Same deal as with Jaso, though with Carp, the filters are obviously different. This time, I set contact rate to be between 70% and 75%, swing rate to be between 46.5% and 51.5%, and Isolated Slugging to be between .165 and .215 – essentially, taking 25 points on both sides of Carp’s average in those categories in 2011. The overall group produced a total line in these categories that is nearly an identical match (72.5% contact rate, 48.4% swing rate, and .192 ISO) to what Carp put up last year. This skillset is a little more common, so going back to 2002 like before, we’ve got 51 players accumulating 21,223 plate appearances in the seasons in which they showed similar skills to Carp. Here is the list.

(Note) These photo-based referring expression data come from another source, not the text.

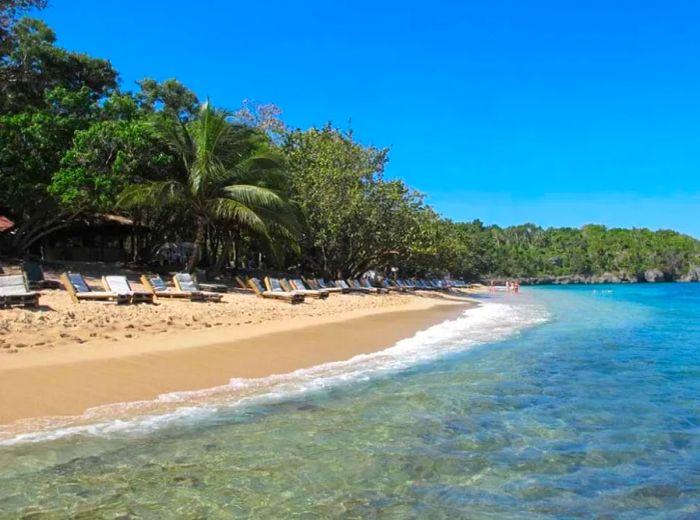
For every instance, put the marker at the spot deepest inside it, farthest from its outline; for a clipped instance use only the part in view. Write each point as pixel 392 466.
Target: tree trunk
pixel 198 245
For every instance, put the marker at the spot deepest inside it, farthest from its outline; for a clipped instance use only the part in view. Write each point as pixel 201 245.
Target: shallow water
pixel 555 403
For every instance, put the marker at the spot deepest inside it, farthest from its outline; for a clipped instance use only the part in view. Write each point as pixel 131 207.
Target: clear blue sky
pixel 553 112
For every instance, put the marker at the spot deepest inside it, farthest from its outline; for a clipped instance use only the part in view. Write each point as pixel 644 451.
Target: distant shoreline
pixel 69 381
pixel 582 280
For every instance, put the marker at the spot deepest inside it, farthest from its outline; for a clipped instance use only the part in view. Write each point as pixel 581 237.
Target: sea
pixel 554 403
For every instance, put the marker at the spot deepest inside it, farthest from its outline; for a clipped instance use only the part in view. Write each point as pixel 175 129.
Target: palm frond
pixel 161 193
pixel 235 212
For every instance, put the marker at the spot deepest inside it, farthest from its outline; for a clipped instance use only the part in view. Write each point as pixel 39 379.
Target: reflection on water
pixel 593 414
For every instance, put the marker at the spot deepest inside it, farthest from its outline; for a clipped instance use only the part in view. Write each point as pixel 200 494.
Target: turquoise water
pixel 555 403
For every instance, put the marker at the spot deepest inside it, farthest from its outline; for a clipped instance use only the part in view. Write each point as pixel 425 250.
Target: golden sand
pixel 70 357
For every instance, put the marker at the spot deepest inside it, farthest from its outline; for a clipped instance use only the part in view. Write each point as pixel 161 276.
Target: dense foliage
pixel 244 189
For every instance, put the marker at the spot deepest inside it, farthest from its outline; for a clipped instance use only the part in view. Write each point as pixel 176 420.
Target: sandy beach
pixel 68 358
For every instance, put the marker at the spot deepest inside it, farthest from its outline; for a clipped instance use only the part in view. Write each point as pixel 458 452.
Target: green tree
pixel 214 157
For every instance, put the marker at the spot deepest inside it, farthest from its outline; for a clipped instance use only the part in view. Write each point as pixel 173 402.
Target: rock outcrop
pixel 693 275
pixel 654 275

The list of performances is pretty darn similar to Jaso’s comparables, and you’ll probably notice immediately that the wRC+ for this group is actually slightly worse than it was for Jaso’s group, though both collections could both be described as essentially average hitters. There’s a bit larger of a spread in results here, though once again, results are basically driven by a player’s BABIP – Matt Kemp’s crazy good 2007 was driven by a .411, while David Ross’ disastrous 2007 was thanks to a .225 BABIP, and obviously, neither of those marks were anything close to sustainable.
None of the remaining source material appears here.